- Murchison Murchison
- Coordinates: 30°43′S 30°21′E﻿ / ﻿30.717°S 30.350°E
- Country: South Africa
- Province: KwaZulu-Natal
- District: Ugu
- Municipality: Ray Nkonyeni

Area
- • Total: 4.73 km^{2} (1.83 sq mi)

Population (2011)
- • Total: 8,352
- • Density: 1,770/km^{2} (4,570/sq mi)

Racial makeup (2011)
- • Black African: 99.0%
- • Coloured: 0.7%
- • Indian/Asian: 0.2%
- • White: 0.04%
- • Other: 0.08%

First languages (2011)
- • Zulu: 92.8%
- • Xhosa: 2.4%
- • English: 2.4%
- • Ndebele: 1.2%
- • Other: 1.1%
- Time zone: UTC+2 (SAST)
- PO box: 4250

= Murchison, KwaZulu-Natal =

Murchison is a peri-urban settlement in the Ugu District Municipality in KwaZulu-Natal, South Africa.

==Geography==
Murchison is located on the South Coast of KwaZulu-Natal, approximately 13 kilometres (8 mi) west of Port Shepstone.
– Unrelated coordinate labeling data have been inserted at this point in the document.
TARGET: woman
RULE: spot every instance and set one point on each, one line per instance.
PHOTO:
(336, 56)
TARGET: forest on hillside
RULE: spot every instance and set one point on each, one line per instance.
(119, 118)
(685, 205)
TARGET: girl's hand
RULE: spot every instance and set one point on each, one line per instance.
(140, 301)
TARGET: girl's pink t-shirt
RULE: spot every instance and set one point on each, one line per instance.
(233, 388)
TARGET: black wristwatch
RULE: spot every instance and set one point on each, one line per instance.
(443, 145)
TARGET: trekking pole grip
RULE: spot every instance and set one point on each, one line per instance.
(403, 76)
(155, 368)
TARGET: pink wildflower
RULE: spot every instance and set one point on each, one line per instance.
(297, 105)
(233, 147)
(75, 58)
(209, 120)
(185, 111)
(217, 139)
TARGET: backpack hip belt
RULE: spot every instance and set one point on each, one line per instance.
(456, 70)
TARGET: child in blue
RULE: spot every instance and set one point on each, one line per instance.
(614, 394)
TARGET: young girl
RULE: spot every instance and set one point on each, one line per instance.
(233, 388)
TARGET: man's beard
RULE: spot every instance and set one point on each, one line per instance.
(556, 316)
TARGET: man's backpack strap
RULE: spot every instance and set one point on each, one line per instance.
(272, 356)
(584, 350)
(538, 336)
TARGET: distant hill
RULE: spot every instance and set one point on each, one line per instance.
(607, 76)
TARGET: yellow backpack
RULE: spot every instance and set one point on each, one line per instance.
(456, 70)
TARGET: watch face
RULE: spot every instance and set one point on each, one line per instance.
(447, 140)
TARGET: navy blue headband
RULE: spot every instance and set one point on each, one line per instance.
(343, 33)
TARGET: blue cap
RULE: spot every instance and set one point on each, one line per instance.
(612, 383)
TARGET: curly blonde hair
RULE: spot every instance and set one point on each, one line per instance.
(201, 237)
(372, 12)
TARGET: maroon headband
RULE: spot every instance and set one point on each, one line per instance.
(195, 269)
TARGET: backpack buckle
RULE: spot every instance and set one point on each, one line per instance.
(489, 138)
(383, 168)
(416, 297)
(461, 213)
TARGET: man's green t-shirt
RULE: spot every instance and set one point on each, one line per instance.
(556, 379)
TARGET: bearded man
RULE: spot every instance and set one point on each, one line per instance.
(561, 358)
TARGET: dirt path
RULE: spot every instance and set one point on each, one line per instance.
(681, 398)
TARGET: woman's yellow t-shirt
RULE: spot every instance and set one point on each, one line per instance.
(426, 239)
It borders the villages of Madakana, Mbotsha, Mdlanzi, Mtengwana and Boboyi.

==Health facilities==
Murchison is home to the Murchison District Hospital which is a 300-bed public hospital serving the surrounding rural district. The hospital was opened in 1943 by Mr D. Mitchell.

==Roads==
Murchison lies on the N2 national route connecting Port Shepstone to the east with Kokstad (via Ezinqoleni and Harding) to the west.